Originally Posted by keiths121
What does that mean if it is cached? Does that mean it will be freed if there is a need for the additional memory?
In simple cases yes. In complicated cases, it depends what you mean by "need".
The system might swap other memory to the swap file in preference to releasing memory from cache. The algorithms are pretty good, so when it swaps in preference to releasing cache, that is usually the best choice. But may people misunderstand and think it is always wrong to swap in preference to releasing cache, and they take misguided steps to prevent the system from doing so.
So if "need" means the system really needs that memory (can't manage without it) then it absolutely will take it from cache. But if "need" means the system needs to take memory from somewhere and has a choice to swap or to take it from cache, the system will make a good choice. Most of the time that good choice is to take the memory from cache, rather than swapping. In the less common case that good choice is swapping, it is likely to still be a good choice, even though that may be hard to understand.

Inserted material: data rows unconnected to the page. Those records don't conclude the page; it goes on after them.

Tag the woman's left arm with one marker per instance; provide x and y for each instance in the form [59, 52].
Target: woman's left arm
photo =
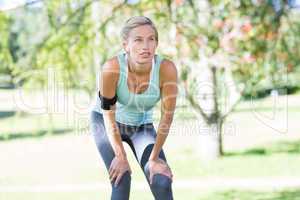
[168, 79]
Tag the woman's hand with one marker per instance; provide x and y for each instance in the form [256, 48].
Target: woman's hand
[159, 166]
[118, 166]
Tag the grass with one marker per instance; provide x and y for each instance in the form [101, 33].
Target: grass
[31, 156]
[290, 194]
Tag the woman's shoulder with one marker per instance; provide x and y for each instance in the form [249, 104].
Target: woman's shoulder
[167, 67]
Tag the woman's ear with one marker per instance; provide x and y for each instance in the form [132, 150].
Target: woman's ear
[125, 46]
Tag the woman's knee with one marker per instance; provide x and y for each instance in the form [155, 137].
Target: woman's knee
[124, 182]
[162, 182]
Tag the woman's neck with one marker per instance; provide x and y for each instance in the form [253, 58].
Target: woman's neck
[140, 69]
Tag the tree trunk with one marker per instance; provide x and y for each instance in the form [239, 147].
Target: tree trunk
[210, 141]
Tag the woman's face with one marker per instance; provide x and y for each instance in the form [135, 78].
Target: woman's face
[141, 44]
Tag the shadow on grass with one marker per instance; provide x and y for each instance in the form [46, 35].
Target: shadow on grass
[278, 147]
[290, 194]
[5, 114]
[40, 133]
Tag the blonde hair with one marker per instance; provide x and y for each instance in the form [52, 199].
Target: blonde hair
[134, 22]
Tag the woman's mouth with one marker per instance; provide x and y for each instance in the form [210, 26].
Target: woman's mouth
[145, 54]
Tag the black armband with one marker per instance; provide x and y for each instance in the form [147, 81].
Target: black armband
[107, 102]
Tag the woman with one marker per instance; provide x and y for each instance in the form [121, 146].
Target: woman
[130, 86]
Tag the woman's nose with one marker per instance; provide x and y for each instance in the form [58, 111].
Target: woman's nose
[145, 45]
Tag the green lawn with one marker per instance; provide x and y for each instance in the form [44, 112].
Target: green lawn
[254, 150]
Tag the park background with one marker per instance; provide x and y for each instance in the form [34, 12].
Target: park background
[235, 133]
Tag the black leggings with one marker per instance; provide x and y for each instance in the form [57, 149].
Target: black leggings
[141, 140]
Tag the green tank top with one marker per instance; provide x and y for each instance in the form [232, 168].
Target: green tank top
[136, 109]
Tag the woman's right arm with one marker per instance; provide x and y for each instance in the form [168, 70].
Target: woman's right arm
[108, 84]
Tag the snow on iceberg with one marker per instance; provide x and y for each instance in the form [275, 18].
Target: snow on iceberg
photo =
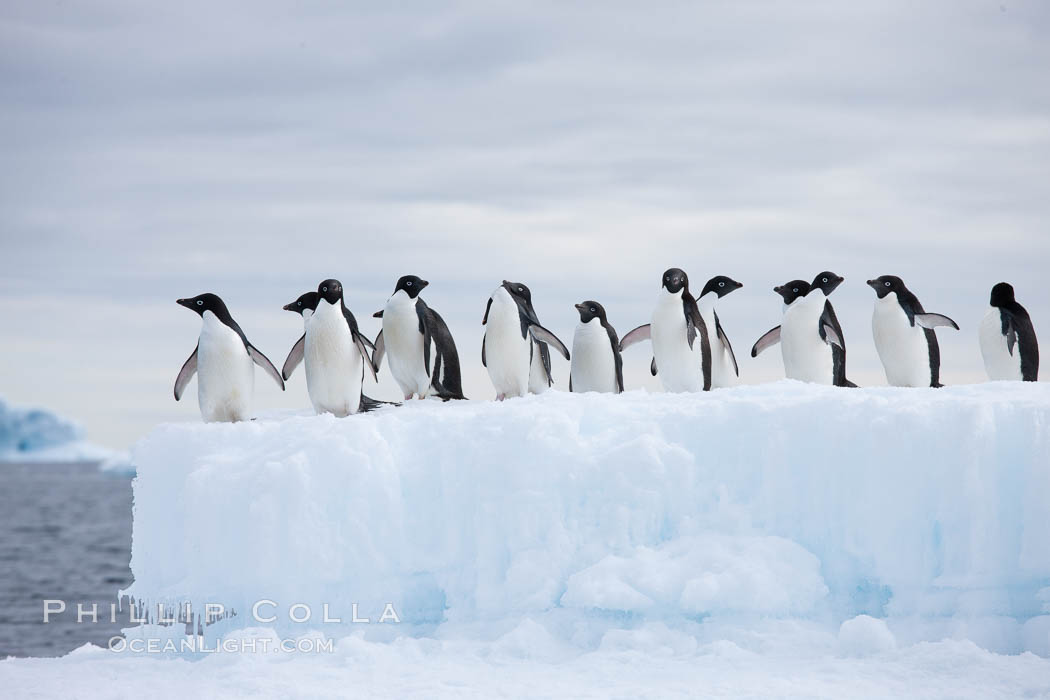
[35, 435]
[927, 508]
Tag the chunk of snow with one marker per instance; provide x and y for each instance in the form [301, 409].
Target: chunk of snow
[864, 635]
[785, 500]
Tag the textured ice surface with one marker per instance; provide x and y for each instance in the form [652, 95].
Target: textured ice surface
[929, 509]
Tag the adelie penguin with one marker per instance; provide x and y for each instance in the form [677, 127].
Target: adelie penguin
[512, 339]
[904, 335]
[305, 306]
[1008, 342]
[224, 362]
[422, 353]
[725, 370]
[680, 337]
[336, 354]
[596, 364]
[811, 338]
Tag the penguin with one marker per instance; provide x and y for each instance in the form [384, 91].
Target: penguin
[826, 282]
[305, 306]
[681, 346]
[596, 363]
[336, 354]
[1008, 342]
[412, 333]
[725, 370]
[904, 335]
[512, 339]
[223, 361]
[806, 335]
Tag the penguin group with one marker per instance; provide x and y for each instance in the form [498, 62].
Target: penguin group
[691, 349]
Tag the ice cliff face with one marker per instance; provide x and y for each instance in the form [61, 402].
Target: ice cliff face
[929, 509]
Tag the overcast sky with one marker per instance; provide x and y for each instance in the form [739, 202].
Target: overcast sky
[159, 150]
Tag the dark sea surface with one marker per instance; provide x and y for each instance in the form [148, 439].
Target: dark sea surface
[65, 534]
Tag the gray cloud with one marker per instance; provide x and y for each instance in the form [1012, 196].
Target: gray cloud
[155, 152]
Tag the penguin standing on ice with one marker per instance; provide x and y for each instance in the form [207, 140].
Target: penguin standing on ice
[807, 335]
[512, 339]
[224, 361]
[1008, 343]
[336, 354]
[725, 370]
[904, 335]
[596, 364]
[681, 345]
[412, 335]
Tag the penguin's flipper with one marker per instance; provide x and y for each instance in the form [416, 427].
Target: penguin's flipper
[725, 340]
[294, 357]
[544, 336]
[186, 374]
[263, 361]
[635, 336]
[831, 336]
[932, 320]
[362, 346]
[771, 338]
[377, 356]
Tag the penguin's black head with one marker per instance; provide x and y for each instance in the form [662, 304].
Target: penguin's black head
[826, 282]
[519, 290]
[793, 290]
[411, 285]
[885, 284]
[204, 302]
[307, 301]
[330, 290]
[1002, 295]
[720, 285]
[589, 311]
[675, 280]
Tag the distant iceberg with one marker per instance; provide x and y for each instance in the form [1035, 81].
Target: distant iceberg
[37, 435]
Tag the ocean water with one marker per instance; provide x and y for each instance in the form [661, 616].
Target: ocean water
[65, 534]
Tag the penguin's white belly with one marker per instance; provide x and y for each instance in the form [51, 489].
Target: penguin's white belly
[806, 357]
[506, 352]
[226, 377]
[538, 382]
[678, 367]
[722, 372]
[902, 347]
[404, 348]
[333, 363]
[593, 366]
[999, 363]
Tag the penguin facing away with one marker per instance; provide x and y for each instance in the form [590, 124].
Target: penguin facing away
[596, 364]
[725, 370]
[224, 361]
[1008, 342]
[681, 345]
[412, 334]
[336, 354]
[904, 335]
[512, 339]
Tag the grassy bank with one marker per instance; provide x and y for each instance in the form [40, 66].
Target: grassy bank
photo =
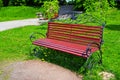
[17, 12]
[15, 45]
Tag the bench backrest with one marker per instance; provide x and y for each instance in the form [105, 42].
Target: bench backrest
[74, 33]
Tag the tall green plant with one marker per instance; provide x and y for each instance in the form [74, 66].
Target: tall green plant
[50, 8]
[1, 3]
[98, 8]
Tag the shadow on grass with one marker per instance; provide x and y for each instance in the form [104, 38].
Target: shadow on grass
[113, 27]
[66, 60]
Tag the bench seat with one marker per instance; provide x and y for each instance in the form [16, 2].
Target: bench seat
[72, 48]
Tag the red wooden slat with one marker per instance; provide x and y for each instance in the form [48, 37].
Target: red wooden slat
[66, 47]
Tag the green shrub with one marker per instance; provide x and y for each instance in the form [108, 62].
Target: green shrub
[17, 2]
[1, 3]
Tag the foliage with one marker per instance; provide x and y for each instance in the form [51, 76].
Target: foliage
[1, 3]
[18, 12]
[15, 45]
[101, 7]
[50, 8]
[17, 2]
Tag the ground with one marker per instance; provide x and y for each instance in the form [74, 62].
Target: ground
[37, 70]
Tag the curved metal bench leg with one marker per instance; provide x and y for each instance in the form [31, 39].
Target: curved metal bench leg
[34, 50]
[92, 60]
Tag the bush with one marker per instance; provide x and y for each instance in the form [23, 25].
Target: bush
[17, 2]
[1, 3]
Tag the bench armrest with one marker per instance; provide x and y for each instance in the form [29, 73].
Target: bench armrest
[36, 35]
[88, 49]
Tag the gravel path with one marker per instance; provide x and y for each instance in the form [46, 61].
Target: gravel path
[37, 70]
[18, 23]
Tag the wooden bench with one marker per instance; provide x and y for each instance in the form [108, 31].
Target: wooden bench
[77, 39]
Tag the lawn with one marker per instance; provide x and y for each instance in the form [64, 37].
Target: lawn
[15, 46]
[18, 12]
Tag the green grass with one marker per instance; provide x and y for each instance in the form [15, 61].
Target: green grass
[18, 12]
[15, 45]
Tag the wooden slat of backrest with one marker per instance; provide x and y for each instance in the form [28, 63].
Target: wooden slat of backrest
[83, 34]
[59, 31]
[75, 33]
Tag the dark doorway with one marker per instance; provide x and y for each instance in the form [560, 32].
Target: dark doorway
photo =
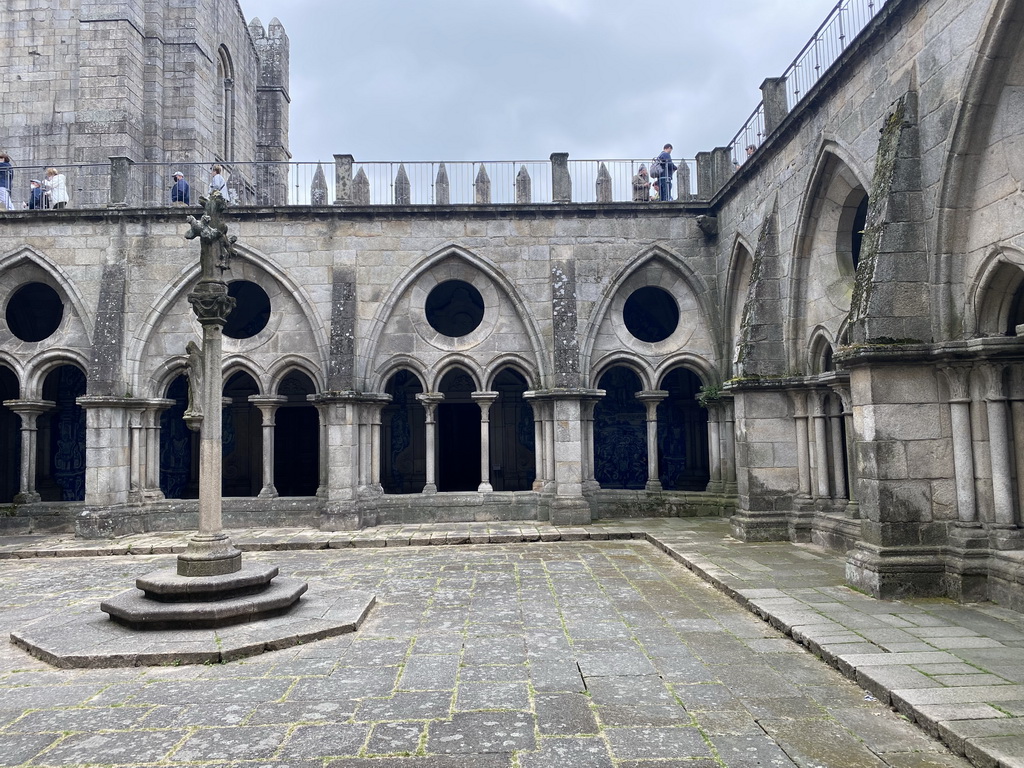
[10, 438]
[458, 434]
[621, 432]
[243, 438]
[296, 438]
[60, 448]
[403, 465]
[178, 446]
[512, 459]
[682, 434]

Notice in the example I quoted 90MB of swap space is in use even though 3146MB of memory is "free" including cache. When it wrote that 90MB to the swap area, I'm sure less than 3146MB was "free", but I'm sure quite a LOT was "free" (used by cache) and the system correctly swapped rather than taking from cache. I think that swapping happened long before I used that free command, yet the swap space was still in use. That implies the sleeping tasks that own the swapped memory haven't touched it since it was swapped.